PESCARA. Mentre il Popolo delle Libertà si scanna e si frantuma la consigliera regionale Nicoletta Verì, oggi con la lista Monti (capolista al Senato), ‘sfida’ gli ex.
Così se il Pdl contesta la mancanza di un volto Pescarese in posizione utile per la corsa al Parlamento la capolista al Senato del premier uscente chiede di «smetterla di mistificare la realtà».
«Comprendo la delusione per la formazione delle liste», ma secondo lei «non è più tollerabile che si continuino a dire falsità: Pescara ha il suo candidato per i moderati e si chiama Nicoletta Verì». Cioè lei.
La consigliera abbandona dunque il suo consueto aplomb e replica con fermezza agli attacchi che le arrivano soprattutto dagli ambienti del centrodestra. Come quelli del dimissionario coordinatore provinciale, Lorenzo Sospiri, che ha affermato che preferirebbe votare Carlo Costantini (Idv- Rivoluzione Civile di Ingroia) piuttosto che lei.
«E’ libero di farlo», replica la consigliera. «Il mio rammarico è che l’astio nei miei confronti da parte di un Consigliere regionale con cui ho lavorato fianco a fianco negli ultimi 4 anni, sia emerso solo in questi giorni, guarda caso nel momento dell’ufficializzazione delle liste elettorali. Forse non riesce ad accettare che io sia l’unica candidata pescarese del fronte moderato ad avere qualche possibilità di essere eletta in Parlamento, e questo grazie alla fiducia che Mario Monti ha avuto nei miei confronti, scommettendo su una donna che vive, lavora e fa politica a Pescara, guardando comunque sempre all’Abruzzo nella sua complessità di regione che vuole crescere e migliorare».
La Verì ritiene gratuite e controproducenti le critiche di Sospiri. «Molti colleghi – conclude – con cui ho condiviso le esperienze politiche degli ultimi anni in Comune e in Regione, le stanno provando tutte per mettermi i bastoni tra le ruote, non rendendosi conto che stanno facendo un danno a Pescara, all’Abruzzo e all’affermazione di una politica moderata e riformista. Io, però, non starò a guardare. Dalla mia ho la consapevolezza dell’onestà e dell’abnegazione con cui ho svolto il mio impegno politico e amministrativo, nella certezza di aver sempre lavorato per il bene comune. E gli attestati di stima e affetto che sto ricevendo in questi giorni da tante persone, sono per me la grande forza per portare avanti questa nuova sfida».
Critico nei confronti del Pdl anche Roberto Santuccione (Pescara Capoluogo d'Abruzzo) che sostiene che la classe politica al comando in Regione, Provincia e Comune, sia senza peso a livello nazionale.
«Adesso sono tutti contro tutti», commenta Santuccione. «Ricordano quasi l'epoca degli "untori" nelle più famose pestilenze del mondo.

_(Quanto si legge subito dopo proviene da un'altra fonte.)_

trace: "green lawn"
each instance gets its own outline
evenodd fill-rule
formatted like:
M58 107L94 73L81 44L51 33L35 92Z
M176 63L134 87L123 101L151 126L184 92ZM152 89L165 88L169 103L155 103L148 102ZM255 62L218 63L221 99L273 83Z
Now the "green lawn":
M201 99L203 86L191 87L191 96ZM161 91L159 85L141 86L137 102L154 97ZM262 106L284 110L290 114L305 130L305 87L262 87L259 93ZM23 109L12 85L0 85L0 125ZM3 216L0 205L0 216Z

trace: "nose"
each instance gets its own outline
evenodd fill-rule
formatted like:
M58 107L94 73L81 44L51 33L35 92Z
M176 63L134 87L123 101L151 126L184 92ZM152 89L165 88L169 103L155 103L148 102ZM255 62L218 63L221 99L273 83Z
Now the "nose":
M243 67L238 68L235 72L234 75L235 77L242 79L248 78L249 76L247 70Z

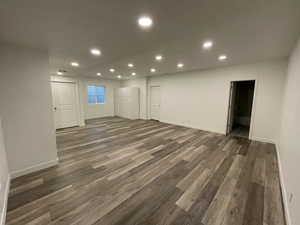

Scappano dalla nave che affonda e si scannano l'un l'altro in un balletto di accuse e invettive. La cosa ridicola è che Nessuno ha ancora avuto il coraggio di togliere la fiducia alle varie giunte di centrodestra a cui appartengono gli "ammutinati a chiacchiere e proclami" di una corrente politica che ha fallito su tutti i fronti».